After two excellent releases on the Super Nintendo (the other being Ken Griffey Jr.’s Winning Run, which, as mentioned above, is not this week’s focal point), Nintendo turned to Angel Studios for the Nintendo 64 version of the extremely popular baseball series. Angel Studios, the studio would later become a little place called Rockstar San Diego, previously had only one other game under its belt: the bizarre Mr. Bones for the Sega Saturn. Nevertheless, the developers slowly but surely delivered a fast-paced, arcade-style classic that boasted considerable depth.
What Made It Great?
Does the phrase “Call me, call me Junior” mean anything to you? Have entire decades passed since the last time you heard that symphonic masterpiece? Are you momentarily teleported to a lost Gushers and 3-D Doritos-filled summer of playing Nintendo 64?
Ken Griffey built upon its SNES predecessor and crafted another masterwork of a theme song. Angel Studios made use of a console plagued by its sound limitations and crammed every player’s name into the cart, which was hardly a common experience in 1998. Furthermore, the announcer said the correct name and position when they came up to bat! Hearing “now batting, the second baseman, Craig Biggio” when Craig Biggio actually stepped up to the plate was a remarkable achievement considering the last game in the franchise did not even have real MLB players.
At the time, improvements reached far beyond the improved audio and licensed players. The game also tracked season stats, had a full season mode and even offered a fantasy draft. Seasons could yield comically unrealistic stats -- over 100 home runs in a single season was a routinely attainable feat for a single player. Stadiums looked good (for the time), and multiple camera angles created an engaging experience.

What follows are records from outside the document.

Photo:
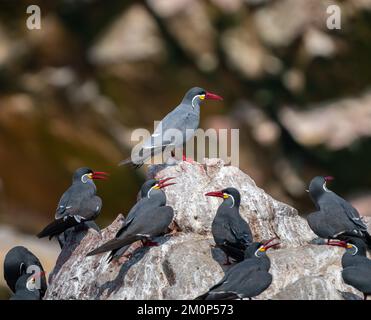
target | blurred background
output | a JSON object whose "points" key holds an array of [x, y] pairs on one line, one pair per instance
{"points": [[72, 92]]}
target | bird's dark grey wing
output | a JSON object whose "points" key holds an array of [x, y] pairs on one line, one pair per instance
{"points": [[358, 277], [146, 224], [83, 204], [352, 214]]}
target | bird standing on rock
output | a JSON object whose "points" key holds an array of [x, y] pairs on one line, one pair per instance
{"points": [[149, 218], [176, 128], [19, 261], [335, 217], [231, 232], [356, 266], [246, 279], [78, 204]]}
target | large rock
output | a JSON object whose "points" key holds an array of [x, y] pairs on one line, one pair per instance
{"points": [[186, 264]]}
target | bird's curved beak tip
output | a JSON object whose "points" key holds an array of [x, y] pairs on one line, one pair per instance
{"points": [[213, 96], [162, 183], [100, 175], [329, 178], [218, 194]]}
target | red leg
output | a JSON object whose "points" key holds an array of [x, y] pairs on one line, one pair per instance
{"points": [[184, 158], [227, 262], [151, 244]]}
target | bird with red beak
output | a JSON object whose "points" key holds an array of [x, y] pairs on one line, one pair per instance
{"points": [[246, 279], [335, 217], [356, 266], [78, 205], [149, 218], [175, 129], [231, 232]]}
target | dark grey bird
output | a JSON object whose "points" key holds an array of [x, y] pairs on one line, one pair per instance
{"points": [[18, 261], [335, 217], [175, 129], [27, 288], [231, 232], [78, 204], [246, 279], [356, 266], [149, 218]]}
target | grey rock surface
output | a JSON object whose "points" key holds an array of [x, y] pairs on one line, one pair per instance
{"points": [[186, 264]]}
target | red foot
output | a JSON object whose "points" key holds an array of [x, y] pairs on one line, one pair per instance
{"points": [[227, 262], [190, 160]]}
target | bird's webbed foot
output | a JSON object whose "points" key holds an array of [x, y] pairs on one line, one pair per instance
{"points": [[319, 241]]}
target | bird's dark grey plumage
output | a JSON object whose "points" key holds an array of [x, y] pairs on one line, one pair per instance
{"points": [[18, 261], [78, 204], [184, 119], [231, 232], [335, 217], [149, 218], [24, 288], [246, 279], [356, 266]]}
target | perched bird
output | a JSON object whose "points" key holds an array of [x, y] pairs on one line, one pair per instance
{"points": [[26, 287], [175, 129], [149, 218], [335, 217], [246, 279], [78, 204], [18, 261], [231, 232], [356, 266]]}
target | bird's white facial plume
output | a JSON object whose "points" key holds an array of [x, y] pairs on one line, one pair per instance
{"points": [[197, 99], [325, 187], [229, 196]]}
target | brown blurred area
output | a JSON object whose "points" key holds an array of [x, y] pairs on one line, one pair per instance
{"points": [[72, 92]]}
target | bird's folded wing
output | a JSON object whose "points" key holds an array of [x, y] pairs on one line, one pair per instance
{"points": [[58, 226], [353, 215]]}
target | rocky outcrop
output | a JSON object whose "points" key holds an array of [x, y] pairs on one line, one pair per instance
{"points": [[186, 263]]}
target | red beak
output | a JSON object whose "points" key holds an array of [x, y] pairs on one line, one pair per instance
{"points": [[218, 194], [39, 274], [162, 183], [268, 244], [212, 96], [337, 243], [100, 175]]}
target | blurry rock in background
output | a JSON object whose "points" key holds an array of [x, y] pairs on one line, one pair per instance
{"points": [[72, 92]]}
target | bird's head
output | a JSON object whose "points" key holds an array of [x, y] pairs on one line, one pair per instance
{"points": [[155, 186], [231, 196], [86, 175], [196, 95], [318, 185], [353, 246], [259, 249], [30, 282]]}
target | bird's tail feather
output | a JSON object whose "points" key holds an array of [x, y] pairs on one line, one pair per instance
{"points": [[57, 227], [129, 161], [217, 296], [368, 240]]}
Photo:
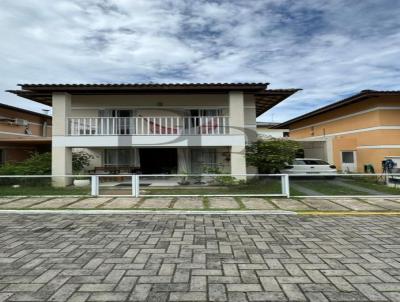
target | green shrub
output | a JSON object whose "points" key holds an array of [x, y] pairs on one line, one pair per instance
{"points": [[37, 164], [270, 156], [80, 160]]}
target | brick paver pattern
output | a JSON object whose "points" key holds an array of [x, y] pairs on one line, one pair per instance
{"points": [[53, 257]]}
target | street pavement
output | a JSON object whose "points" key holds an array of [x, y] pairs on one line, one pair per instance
{"points": [[150, 257], [205, 203]]}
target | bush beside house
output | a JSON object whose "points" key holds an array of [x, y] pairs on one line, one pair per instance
{"points": [[270, 156]]}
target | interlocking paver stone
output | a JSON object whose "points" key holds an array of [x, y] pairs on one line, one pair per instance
{"points": [[223, 203], [356, 205], [189, 203], [143, 257], [6, 200], [88, 203], [156, 202], [289, 204], [257, 203], [384, 203], [23, 203], [122, 203], [323, 204], [56, 202]]}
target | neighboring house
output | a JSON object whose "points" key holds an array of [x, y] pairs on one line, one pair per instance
{"points": [[155, 128], [265, 130], [22, 132], [360, 130]]}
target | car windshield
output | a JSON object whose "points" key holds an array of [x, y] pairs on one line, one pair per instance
{"points": [[309, 162]]}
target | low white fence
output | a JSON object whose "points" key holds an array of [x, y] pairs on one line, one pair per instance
{"points": [[274, 185]]}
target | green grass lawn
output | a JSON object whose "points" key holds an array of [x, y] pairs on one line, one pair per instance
{"points": [[324, 188], [371, 183], [271, 187], [329, 187], [42, 190]]}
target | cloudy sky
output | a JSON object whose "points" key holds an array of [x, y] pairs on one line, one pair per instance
{"points": [[329, 48]]}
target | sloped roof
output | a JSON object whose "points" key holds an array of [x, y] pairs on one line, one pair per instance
{"points": [[362, 95], [265, 98]]}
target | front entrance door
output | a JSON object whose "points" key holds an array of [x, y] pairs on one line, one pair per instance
{"points": [[349, 161], [158, 160]]}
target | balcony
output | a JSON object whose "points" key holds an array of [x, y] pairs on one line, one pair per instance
{"points": [[164, 126]]}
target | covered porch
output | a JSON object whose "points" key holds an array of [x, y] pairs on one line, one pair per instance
{"points": [[157, 160]]}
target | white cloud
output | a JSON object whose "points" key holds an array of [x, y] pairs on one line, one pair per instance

Pitching and hitting were entirely new experiences compared to both previous series entries and other baseball titles on the market. Hitting was simple in concept: move the cursor to where the pitch icon moves to, time it correctly and press the hit button. Pitching was just easy: players chose a pitch, moved the desired location, and pressed the pitch button. However, pitchers could dramatically alter the break of their pitches right after they released the ball. To make matters worse, an arsenal of a 106 MPH “Super Fastball” and a 65 MPH “Changeup” were commonplace and difficult to square up, making strikeouts and hits equally rewarding. Ken Griffey aided a host of gamers’ transition from the D-pad to the analog stick, demanding pinpoint accuracy and lightning-fast reflexes.
What Today's Games Could Learn From It
Outside of a delightfully campy theme song, today’s baseball games have built upon all of Ken Griffey's innovations. Arcade-style gameplay, however, is hard to come by in sports titles these days. Thankfully, MLB The Show 17's inclusion of Retro Mode acknowledges that developers hear fans’ nostalgic woes and are taking them into consideration.
It will be very interesting to see what components and Easter eggs make it into the full Retro Mode. Will there be random quirky cheats and secrets? Can we carry a full season in Retro Mode? Will Ken Griffey, Jr. call me “Kid” every time I get a big strikeout or make an otherworldly diving catch? We can only hope.
How Does It Hold Up Today?
As with many Throwback Thursday entries, Ken Griffey Jr. still offers players plenty if they have a friend who knows how to play and is available for local multiplayer. Additionally, the unique hitting and pitching have a bit of a learning curve that discourages impatient newcomers. Those who played it back in the day will find it easy to return to once they get their timing down.
As fun as it would be to take a collection of legends across an entire season, season mode does not allow you to sim games and takes a remarkable amount of time. For those well versed in modern baseball titles, this game is still very easy even on the hardest difficulty and is best served when human error creates opportunities.
This is best played with a friend in World Series mode. This will provide enough strategy and intensity to keep the gameplay fresh. The joy of going through the teams of legends feels like going through an old stack of baseball cards and is best enjoyed with a fellow baseball fan. Just do not be surprised when your head-to-head battle is 17 to 24 in the 4th inning. Griffey himself might call you “Kid” a dozen times as well, but that is completely fine with us.